After the vm is created, you can use virsh vcpupin vm1 vm-cpu cpu to do the one-to-one pinning, using the isolated CPUs. The CPUs should be taken in the list of dedicated CPUs obtained in Identifying hardware resources. The setup is persistent.

For instance, the next commands will pin:

  • virtual CPU 0 and CPU 2,

  • virtual CPU 1 and CPU 10,

  • virtual CPU 2 and CPU 4

# virsh vcpupin vm1 0 2
# virsh vcpupin vm1 1 10
# virsh vcpupin vm1 2 4

CPU configuration

The hypervisor CPUs have to be configured for several reasons.

  1. To get stable performance, it is better to disable intel_pstate from the kernel command line:

    # echo 'GRUB_CMDLINE_LINUX="$GRUB_CMDLINE_LINUX intel_pstate=disable"' >> /etc/default/grub
    # update-grub2
    # reboot
    
  2. To get better performance, the CPUs should use the performance governor. You should add this command to a custom startup script to make it persistent.

    # cpupower set -b 0
    # cpupower frequency-set -g performance
    

For persistent configuration, the previous commands can be added to a custom startup script.

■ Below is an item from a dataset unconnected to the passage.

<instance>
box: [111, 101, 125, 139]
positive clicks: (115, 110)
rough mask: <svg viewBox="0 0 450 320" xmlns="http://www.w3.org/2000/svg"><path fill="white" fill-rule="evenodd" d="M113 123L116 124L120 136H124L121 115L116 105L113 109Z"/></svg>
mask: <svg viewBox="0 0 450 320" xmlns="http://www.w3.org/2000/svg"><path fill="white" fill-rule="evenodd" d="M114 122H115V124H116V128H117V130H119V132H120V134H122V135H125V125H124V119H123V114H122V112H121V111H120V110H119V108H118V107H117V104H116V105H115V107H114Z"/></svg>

IRQ affinities configuration

Having IRQ triggered on the CPUs that are dedicated to the Turbo CG-NAT VM can result in a few packets lost from time to time. If you don’t notice this problem during testing, you don’t need to take care of this step.

  1. To do so, first ensure that the irqbalance package is removed.

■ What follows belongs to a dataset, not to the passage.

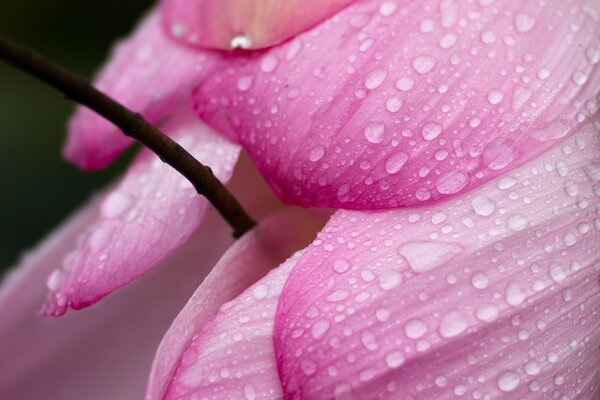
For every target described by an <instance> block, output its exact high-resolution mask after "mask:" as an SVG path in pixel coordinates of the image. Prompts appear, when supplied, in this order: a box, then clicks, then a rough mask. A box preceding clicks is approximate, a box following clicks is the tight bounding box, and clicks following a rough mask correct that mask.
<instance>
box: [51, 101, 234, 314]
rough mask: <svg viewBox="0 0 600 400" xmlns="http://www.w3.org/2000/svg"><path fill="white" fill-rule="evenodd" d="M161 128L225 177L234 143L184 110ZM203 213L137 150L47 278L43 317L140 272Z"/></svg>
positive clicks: (149, 264) (207, 203) (187, 194)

    # apt-get remove -y irqbalance
    

    or

    # yum remove -y irqbalance
    
  2. Then run this script:

    for file in $(ls /proc/irq)
    do
       if [ -f /proc/irq/$file/smp_affinity_list ]; then
          echo "irq: $file"
          echo 0-4,7 > /proc/irq/$file/smp_affinity_list
          mask=$(cat /proc/irq/$file/smp_affinity)
       fi
    done
    echo $mask > /proc/irq/default_smp_affinity
    

0-4,7 should be changed to the list of CPUs that are not dedicated to the Turbo CG-NAT VM.

For persistent configuration, the previous commands can be added to a custom startup script.